One would think on-ice success would equate to financial success and — in the case of most teams in sports — that is true. Take the Atlanta Thrashers for example. This was a team that was so poor on the ice that one couldn’t give away tickets if they tried. In an effort to garner more fans in the area, the franchise began signing every black NHLer they could and became only the 2nd team in NHL history to sport a team with five black players. It was clearly the sign of a desperate franchise that soon was sold and re-located to the much more hockey appreciative city of Winnipeg, Manitoba.
But I digress, this is the formula for most businesses. If you cannot sell your product, then you simply go out of business. Why can’t NHL teams sell their product? Because the team sucks!
As an avid Leaf fan that was born and raised in Downtown Toronto, I’d say Leaf fans are more accustomed to disappointment than any other fans in hockey. Here are some numbers to chew on:
- The Leafs are currently the third most valued team in hockey, behind only Montreal (#2) and the New York Rangers (#1).

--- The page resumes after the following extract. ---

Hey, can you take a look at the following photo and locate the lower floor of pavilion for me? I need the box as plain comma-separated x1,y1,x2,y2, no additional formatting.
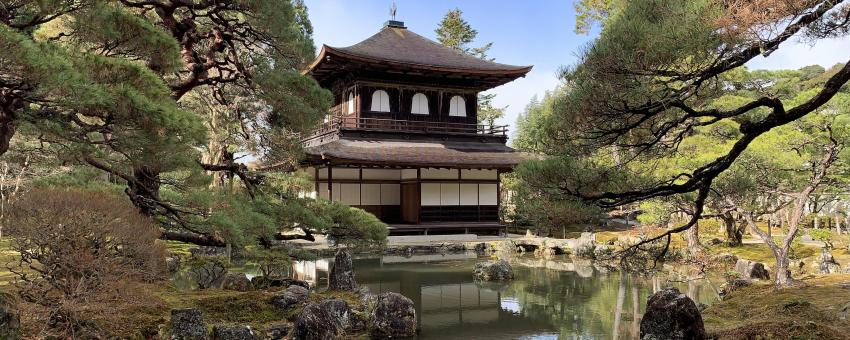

- It was only in March of 2015 that the Leafs 13-year sellout streak came to an end. To put that into perspective, the Leafs had made the playoffs each of the first three years of that sell-out streak, only to qualify just once over the next ten years. Meaning, Leaf fans were selling out for ten years straight (in the process of dominating the Forbes list of highest valued NHL teams for ten years) and the team had only been a playoff team ONCE during that time! That lone playoff appearance was one of the most heartbreaking ever for any team in any sport as the Leafs were up 4-1 with 9:18 left in the third period of Game 7 against the Bruins and lost.
- Toronto has 13 Stanley Cup championships which is the second-most ever.

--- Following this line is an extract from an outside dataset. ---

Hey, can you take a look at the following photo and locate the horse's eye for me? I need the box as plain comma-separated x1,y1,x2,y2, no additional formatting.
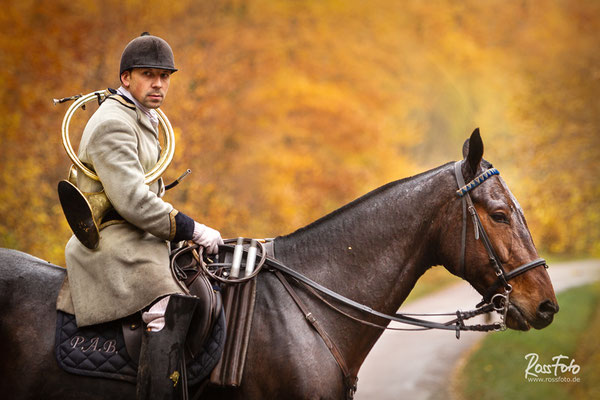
491,212,509,224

- But they have the longest current Stanley Cup drought at 49 YEARS
Toronto fans can always talk to their grandparents about what it was like living in a time with things that are so unfathomable to us today like living with no technology, World War II, the lack of women’s rights, ruthless discrimination, and of course the Toronto Maple Leafs hoisting a Stanley Cup.
Fiction (above) vs. reality (below)
One could make the argument the Leafs are the most successful franchise in the NHL in the sense that they have made more money than any other team in the last ten years. After all, Toronto is the self-proclaimed center of the hockey universe despite being one of the worst performing teams over the last ten years. It really doesn’t make logical sense as to why Leaf fans pay so much to see so little still? In terms of fan satisfaction, there is no team in any of the four major sports leagues (NHL, NFL, NBA, MLB) that pays more to see less. In that sense, one could argue Toronto is not only the worst franchise in the NHL (from a fan perspective), but the worst franchise in any NORTH AMERICAN SPORT!
Ticket prices are through the roof, concessions are ridiculously expensive, and the team gets blown out on the reg! What’s the incentive to get better if the doe keeps rollin’ in? It clearly doesn’t matter how bad they are, fans still go to the games. Want to see the team get better? Don’t go to games! That will send a message to the front office.
*UPDATE: Last year’s record-low attendance has already forced Leaf management to hire brand new front-office personnel including Brendan Shanahan, Lou Lamoriello, and Mike Babcock. Since then, the Leafs have unloaded all of their big contracts (Kessel, Phaneuf, Clarkson) and begun stockpiling draft picks (currently 12 picks for the 2016 draft) in an attempt to re-build from the ground-up.